The Grad-CAM visualizations reinforce the interpretability of EAT-Net and its potential for clinical adoption. By correctly focusing on histologically meaningful areas, EAT-Net provides transparency in its decision-making process, which is essential for trust in AI-assisted pathology. Compared to EfficientNetB0, which displayed inconsistent attention in misclassified cases, EAT-Net’s focus areas closely align with those used by pathologists in grading RCC, offering further validation for its accuracy and reliability.

EAT-Net is not designed to replace pathologists, but to assist them through a collaborative, AI-enhanced workflow. With a classification accuracy of 92.25% and strong generalization to external datasets, EAT-Net offers consistent and reliable predictions across RCC grades. The model’s output is made interpretable through Grad-CAM visualizations, which highlight key histological features used in grading, helping clinicians validate its decisions. This transparency, combined with its performance, supports its use in real-world pathology settings. By reducing the time required for manual review and offering trustworthy outputs, EAT-Net can accelerate diagnosis and treatment planning, ultimately leading to more timely interventions and improved patient care.

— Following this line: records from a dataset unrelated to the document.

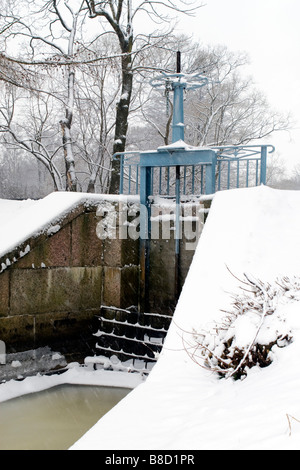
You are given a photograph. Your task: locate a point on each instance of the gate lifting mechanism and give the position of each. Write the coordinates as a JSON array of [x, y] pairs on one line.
[[175, 155]]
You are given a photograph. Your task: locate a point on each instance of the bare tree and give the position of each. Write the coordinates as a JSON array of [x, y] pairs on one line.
[[120, 16]]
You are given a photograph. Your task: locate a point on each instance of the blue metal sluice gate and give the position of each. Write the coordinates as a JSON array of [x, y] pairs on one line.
[[179, 170]]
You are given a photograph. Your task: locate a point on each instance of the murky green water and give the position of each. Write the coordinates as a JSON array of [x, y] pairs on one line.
[[55, 418]]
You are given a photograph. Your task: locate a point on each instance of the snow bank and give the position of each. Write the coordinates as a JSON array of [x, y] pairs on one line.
[[183, 406], [75, 375]]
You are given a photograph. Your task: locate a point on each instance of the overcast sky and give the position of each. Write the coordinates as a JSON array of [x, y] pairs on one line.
[[269, 31]]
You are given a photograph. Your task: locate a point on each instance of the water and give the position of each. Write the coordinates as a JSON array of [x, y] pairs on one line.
[[55, 418]]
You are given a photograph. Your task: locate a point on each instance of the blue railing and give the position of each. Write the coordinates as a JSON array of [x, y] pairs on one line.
[[239, 166]]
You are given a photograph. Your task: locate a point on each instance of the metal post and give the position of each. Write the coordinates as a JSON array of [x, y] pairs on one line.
[[178, 134], [263, 165]]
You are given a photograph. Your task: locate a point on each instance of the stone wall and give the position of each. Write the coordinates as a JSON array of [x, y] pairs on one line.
[[51, 295]]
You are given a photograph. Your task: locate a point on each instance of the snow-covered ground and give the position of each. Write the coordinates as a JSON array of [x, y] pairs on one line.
[[184, 406]]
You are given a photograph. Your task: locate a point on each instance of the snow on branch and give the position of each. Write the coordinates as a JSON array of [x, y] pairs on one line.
[[248, 333]]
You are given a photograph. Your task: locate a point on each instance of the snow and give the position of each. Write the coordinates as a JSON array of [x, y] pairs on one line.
[[75, 374], [21, 220], [182, 405]]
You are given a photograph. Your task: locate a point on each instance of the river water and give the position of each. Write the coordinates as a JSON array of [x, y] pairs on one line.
[[55, 418]]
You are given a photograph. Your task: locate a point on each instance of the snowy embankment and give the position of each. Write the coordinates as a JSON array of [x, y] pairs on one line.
[[184, 406]]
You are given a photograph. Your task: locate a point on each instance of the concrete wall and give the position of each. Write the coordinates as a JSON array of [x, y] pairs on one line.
[[51, 295]]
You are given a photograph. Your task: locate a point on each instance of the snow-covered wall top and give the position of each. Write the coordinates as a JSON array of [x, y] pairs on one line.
[[22, 220]]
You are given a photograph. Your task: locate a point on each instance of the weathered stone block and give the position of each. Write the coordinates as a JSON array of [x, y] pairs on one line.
[[121, 286], [62, 326], [16, 331], [54, 251], [86, 246], [58, 289], [120, 253]]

While EAT-Net incorporates Grad-CAM to enhance interpretability, offering visual justification for its predictions, further work is needed to align with emerging regulatory standards for explainable AI in clinical diagnostics. Future extensions may explore formal explainability frameworks like SHAP or LIME to strengthen its readiness for diagnostic approval and clinical deployment.

Despite its strengths, our study has several limitations. EAT-Net was trained and tested on two publicly available datasets, which may not fully reflect real-world data diversity. These datasets primarily include clear cell and papillary RCC subtypes, which limits the model’s generalizability to other histological types based on the feature; however, the minor edits to the architecture may benefit the performance on other histopathological applications. Additionally, the use of publicly available data may introduce biases such as sampling bias, where dataset demographics may not represent the broader population, as well as labeling bias from inconsistencies in tumor annotations. Class imbalance may also reduce the model’s sensitivity to aggressive, high-grade tumors.

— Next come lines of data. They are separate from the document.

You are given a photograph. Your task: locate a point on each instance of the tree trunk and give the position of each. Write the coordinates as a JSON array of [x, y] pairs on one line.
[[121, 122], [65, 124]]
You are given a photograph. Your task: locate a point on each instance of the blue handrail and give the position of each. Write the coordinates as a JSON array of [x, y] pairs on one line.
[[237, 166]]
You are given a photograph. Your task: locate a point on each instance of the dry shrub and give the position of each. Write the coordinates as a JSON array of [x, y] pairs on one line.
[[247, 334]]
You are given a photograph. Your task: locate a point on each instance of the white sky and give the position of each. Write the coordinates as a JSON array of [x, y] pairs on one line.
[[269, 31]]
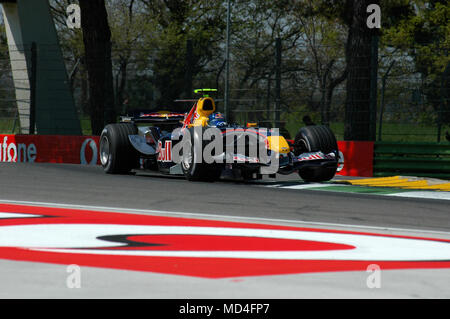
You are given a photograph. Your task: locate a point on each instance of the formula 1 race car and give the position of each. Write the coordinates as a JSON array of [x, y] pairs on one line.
[[201, 145]]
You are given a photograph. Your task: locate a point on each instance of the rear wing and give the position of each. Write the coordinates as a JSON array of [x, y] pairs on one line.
[[154, 117]]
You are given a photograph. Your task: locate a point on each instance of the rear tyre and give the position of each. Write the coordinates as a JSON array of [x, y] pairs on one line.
[[313, 139], [117, 155]]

To reduce some of these concerns, we conducted ablation studies to validate the contribution of each model component and applied Grad-CAM visualizations to enhance interpretability. However, future work should focus on external validation using large, multi-institutional datasets with diverse histopathologists to address the potential bias. Moreover, further research should consider incorporating molecular features in line with recent WHO recommendations and expert feedback.

5. Conclusions

This study proposed EAT-Net, a novel dual-stream deep learning framework designed to automate the grading of RCC using histopathological images. The model integrates EfficientNetB0 for spatial feature extraction with a ViT stream for contextual understanding. Unlike conventional architectures that rely on dense fusion layers, EAT-Net directly merges logits from both streams, achieving a high diagnostic performance with reduced computational overhead. EAT-Net achieved state-of-the-art performance on the KMC-RENAL dataset, with an accuracy of 92.58% and an F1-score of 92.25%, outperforming existing deep learning models, including ResNet, ViT, and RCCG-Net. Cross-dataset testing on RCCG-Net confirmed EAT-Net’s generalizability, demonstrating robust and reliable predictions across all RCC grades. Grad-CAM visualizations demonstrated that EAT-Net focuses on relevant histological features during inference, enhancing its interpretability and alignment with clinical expectations. With its lightweight architecture, low parameter count, and elimination of computationally expensive fusion layers, EAT-Net is well-suited for real-time deployment, even in resource-constrained clinical environments. Comparative analysis of inference speed, model size, and classification accuracy further emphasizes EAT-Net’s practicality for integration into digital pathology workflows. Future research should explore applying EAT-Net to other cancers, to enhance its efficiency, and improve interpretability for real-world clinical use.